2- La fonction d’adaptation au réel : la représentation « a une visée pratique » permettant à l’individu et au groupe de comprendre la réalité à travers son propre système de référence donc de s’y adapter (Abric, 1994, p.13). La religion cherche aussi à contrôler la réalité, à lui donner un sens, elle fournit tout un système de normes et de valeurs qui imprègne la vision du monde et organise les relations sociales incitant l’individu à s’adapter en fonction de son propre système de référence.

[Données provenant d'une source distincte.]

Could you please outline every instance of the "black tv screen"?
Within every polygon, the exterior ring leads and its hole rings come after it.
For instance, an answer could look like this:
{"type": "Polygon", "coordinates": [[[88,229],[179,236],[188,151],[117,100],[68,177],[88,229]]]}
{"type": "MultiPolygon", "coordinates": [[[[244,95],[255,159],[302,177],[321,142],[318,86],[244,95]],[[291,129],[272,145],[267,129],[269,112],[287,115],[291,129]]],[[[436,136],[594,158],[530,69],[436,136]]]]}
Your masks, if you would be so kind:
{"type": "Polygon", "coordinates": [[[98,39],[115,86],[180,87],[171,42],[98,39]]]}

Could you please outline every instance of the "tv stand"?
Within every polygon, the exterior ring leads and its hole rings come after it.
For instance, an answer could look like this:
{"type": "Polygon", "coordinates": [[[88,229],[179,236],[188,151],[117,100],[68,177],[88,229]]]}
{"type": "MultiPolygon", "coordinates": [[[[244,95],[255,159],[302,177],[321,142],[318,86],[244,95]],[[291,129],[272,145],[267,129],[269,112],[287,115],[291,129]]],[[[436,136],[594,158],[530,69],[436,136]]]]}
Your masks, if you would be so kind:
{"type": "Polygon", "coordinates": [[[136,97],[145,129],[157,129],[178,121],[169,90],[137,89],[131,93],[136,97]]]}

3- La fonction d’orientation : en signifiant le réel, la représentation oriente les actions et les pratiques sociales et facilite la communication et l’échange social de manière à ce que chacun agit en fonction de la représentation qu’il a de la situation ou de la personne envisagée. La religion crée aussi chez les individus des dispositions particulières, des habitudes (les pratiques religieuses notamment), des aptitudes, des habiletés, des attentes et des craintes qui déterminent les communications, les conduites et les rapports sociaux.

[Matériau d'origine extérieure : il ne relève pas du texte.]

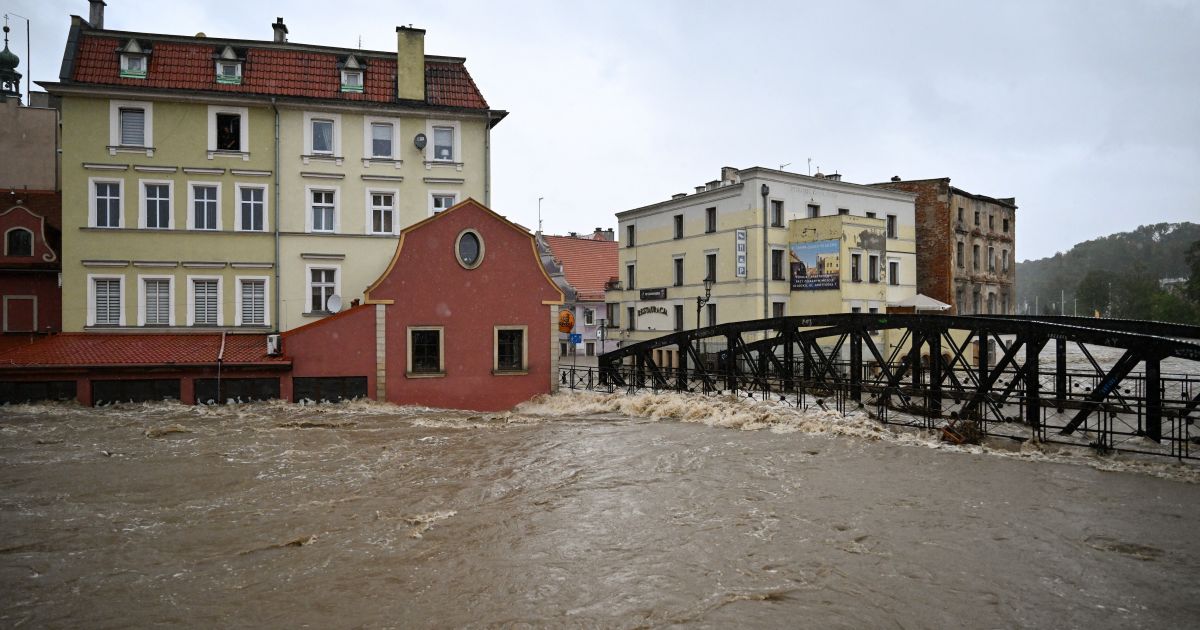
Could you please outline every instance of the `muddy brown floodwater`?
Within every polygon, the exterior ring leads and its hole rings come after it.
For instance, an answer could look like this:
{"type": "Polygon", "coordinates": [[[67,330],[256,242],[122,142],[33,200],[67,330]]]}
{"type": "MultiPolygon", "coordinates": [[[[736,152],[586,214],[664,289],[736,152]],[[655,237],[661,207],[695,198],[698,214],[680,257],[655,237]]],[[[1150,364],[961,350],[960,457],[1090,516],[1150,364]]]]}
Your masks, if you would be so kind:
{"type": "Polygon", "coordinates": [[[1183,628],[1196,466],[558,395],[0,408],[5,627],[1183,628]]]}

4- La fonction identitaire : Abric, Doise et maints autres chercheurs ont pu montrer que la construction d’un univers mental « de sens commun », de pensée sociale cohérente et collective augmente la cohésion du groupe et la similitude de ses membres les uns aux autres, ce qui contribue au maintien d’une identité sociale et personnelle gratifiante « compatible avec des systèmes de normes et de valeurs socialement et historiquement déterminés » (Mugny et Carugati, 1985, p.183, cité par Abric, 1994, p.16). Pour Geertz, ces systèmes de normes et de valeurs sont fournis par la religion qui en garantissant tout le système conventionnel, les règles de pensée, de langage et de conduite, elle maintient le sens commun spécifique à chaque groupe et sa continuité dans le temps.

3. Conclusion

Le choix de l’approche des représentations sociales pour étudier l’identité sociale du jeune musulman tunisien s’avère dans ce cas pertinent puisque cette approche permet de comprendre le rôle que joue le système religieux dans le contrôle exercé par la

Page 142 collectivité sur chacun de ses membres et le rôle que joue le système culturel dans le raffermissement ou l’affaiblissement de ce contrôle, en particulier par les processus de socialisation (Abric, 1994, p.16) ou d’enculturation et les processus d’acculturation. Cette compréhension permet de cerner ce qui est resté stable et central dans l’identité sociale du jeune musulman tunisien et ce qui est réinterprété et remodelé et portant diversité et changement.